Hamparsum Bozdogan, Toby & Brenda McKenzie Professor in Business in Statistics, Operations, and Management Science, edited a special volume of the European Journal of Pure & Applied Mathematics (EJPAM) on “Granger Econometrics and Statistical Modeling” in honor of Nobel Laureate Economist and Statistician Professor Sir Clive Granger. The volume acknowledges Granger’s outstanding contributions in co-integration in econometric time series and in causality in economics, now known as Granger causality.

Heather Douglas, professor of philosophy, was one of two scholars invited to comment on “The Truth of Science for Justice and Peace,” a talk given recently at Arizona State University by Monsignor Marcelo Sánchez Sorondo, the Vatican official in charge of science policy for the Holy See.
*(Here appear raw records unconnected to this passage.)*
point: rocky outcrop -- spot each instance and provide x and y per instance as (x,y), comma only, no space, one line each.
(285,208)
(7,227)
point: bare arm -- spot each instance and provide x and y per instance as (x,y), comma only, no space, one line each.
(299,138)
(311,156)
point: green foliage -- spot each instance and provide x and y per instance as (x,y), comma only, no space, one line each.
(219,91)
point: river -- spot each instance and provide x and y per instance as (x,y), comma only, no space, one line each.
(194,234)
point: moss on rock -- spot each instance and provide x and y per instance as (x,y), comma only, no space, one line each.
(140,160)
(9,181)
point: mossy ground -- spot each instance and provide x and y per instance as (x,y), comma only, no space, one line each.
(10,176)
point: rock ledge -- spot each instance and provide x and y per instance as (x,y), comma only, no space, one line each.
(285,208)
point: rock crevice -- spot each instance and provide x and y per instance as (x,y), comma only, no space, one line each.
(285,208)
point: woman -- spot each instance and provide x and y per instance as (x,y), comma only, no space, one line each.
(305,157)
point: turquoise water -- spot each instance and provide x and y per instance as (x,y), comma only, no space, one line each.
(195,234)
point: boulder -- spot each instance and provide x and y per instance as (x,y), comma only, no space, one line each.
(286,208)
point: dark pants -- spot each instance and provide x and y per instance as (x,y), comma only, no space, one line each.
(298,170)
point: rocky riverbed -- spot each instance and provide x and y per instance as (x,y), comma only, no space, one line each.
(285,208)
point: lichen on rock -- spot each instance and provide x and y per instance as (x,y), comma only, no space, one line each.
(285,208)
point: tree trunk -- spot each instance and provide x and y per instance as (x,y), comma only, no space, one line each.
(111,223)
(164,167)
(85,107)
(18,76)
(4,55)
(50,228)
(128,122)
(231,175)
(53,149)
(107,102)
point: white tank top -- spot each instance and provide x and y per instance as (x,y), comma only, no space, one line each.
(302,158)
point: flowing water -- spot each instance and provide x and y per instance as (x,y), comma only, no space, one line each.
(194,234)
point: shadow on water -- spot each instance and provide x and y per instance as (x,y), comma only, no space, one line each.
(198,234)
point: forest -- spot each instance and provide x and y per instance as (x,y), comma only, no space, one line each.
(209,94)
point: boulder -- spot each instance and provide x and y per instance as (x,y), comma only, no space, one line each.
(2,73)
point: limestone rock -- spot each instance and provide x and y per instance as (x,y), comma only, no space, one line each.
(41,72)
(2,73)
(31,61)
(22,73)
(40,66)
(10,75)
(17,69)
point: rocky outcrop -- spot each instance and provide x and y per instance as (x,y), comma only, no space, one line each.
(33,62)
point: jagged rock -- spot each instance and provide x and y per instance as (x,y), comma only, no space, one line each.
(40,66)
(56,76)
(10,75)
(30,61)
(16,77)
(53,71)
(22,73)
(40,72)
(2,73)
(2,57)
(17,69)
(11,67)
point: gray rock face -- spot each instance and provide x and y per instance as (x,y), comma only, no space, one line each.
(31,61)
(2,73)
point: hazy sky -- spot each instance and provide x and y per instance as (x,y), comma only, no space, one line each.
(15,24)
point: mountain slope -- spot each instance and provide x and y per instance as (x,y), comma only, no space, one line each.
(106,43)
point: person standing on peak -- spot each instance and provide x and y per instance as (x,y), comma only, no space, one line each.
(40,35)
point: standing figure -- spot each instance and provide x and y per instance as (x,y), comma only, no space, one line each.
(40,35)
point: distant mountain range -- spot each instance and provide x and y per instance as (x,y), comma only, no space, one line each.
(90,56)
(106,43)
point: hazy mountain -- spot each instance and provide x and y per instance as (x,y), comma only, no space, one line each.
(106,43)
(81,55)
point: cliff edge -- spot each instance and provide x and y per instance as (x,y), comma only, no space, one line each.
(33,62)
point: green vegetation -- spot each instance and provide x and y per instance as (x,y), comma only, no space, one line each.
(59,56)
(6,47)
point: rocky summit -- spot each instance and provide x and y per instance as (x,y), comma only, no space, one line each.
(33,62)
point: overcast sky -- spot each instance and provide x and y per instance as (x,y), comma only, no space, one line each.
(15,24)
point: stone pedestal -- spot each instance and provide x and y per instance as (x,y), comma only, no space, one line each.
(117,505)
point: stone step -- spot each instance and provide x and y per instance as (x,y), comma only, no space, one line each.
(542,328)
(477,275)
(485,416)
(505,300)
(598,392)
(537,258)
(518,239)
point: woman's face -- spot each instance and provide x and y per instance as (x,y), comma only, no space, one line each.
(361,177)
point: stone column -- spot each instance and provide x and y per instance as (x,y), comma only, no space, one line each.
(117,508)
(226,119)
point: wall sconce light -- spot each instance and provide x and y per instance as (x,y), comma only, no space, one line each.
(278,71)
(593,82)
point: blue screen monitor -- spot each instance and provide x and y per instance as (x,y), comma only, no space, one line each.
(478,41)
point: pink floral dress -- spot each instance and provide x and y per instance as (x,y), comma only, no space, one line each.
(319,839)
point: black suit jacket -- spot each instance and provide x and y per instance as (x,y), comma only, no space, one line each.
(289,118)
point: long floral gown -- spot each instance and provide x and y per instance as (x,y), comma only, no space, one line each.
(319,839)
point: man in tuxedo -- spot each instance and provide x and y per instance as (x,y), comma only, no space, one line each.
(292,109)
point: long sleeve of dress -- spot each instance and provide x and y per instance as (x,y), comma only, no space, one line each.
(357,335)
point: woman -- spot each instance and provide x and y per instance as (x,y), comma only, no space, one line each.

For more information on Douglas’ comments and Sánchez Sorondo’s talk, visit the event’s website.

Greg Kaplan, professor of Spanish, has been awarded a Lindsay Young Professorship for 2010-2011. The award recognized Kaplan’s professional achievement in research and teaching.

Dan Roberts,  professor of biochemistry and cellular and molecular biology, has had a manuscript selected as “paper of the week” in the Journal of Biological Chemistry.  The paper, entitled “Interaction of cytosolic glutamine synthetase of soybean root nodules with the C-terminal domain of the symbiosome membrane nodulin 26 aquaglyceroporin,” reports work from Robert’s graduate student, Pintu Masalkar.  It was chosen by the journal as being in the top 1 percent of manuscripts reviewed in a year in significance and overall importance.  About 50 to 100 papers are selected from more than 6,600 published by the journal annually.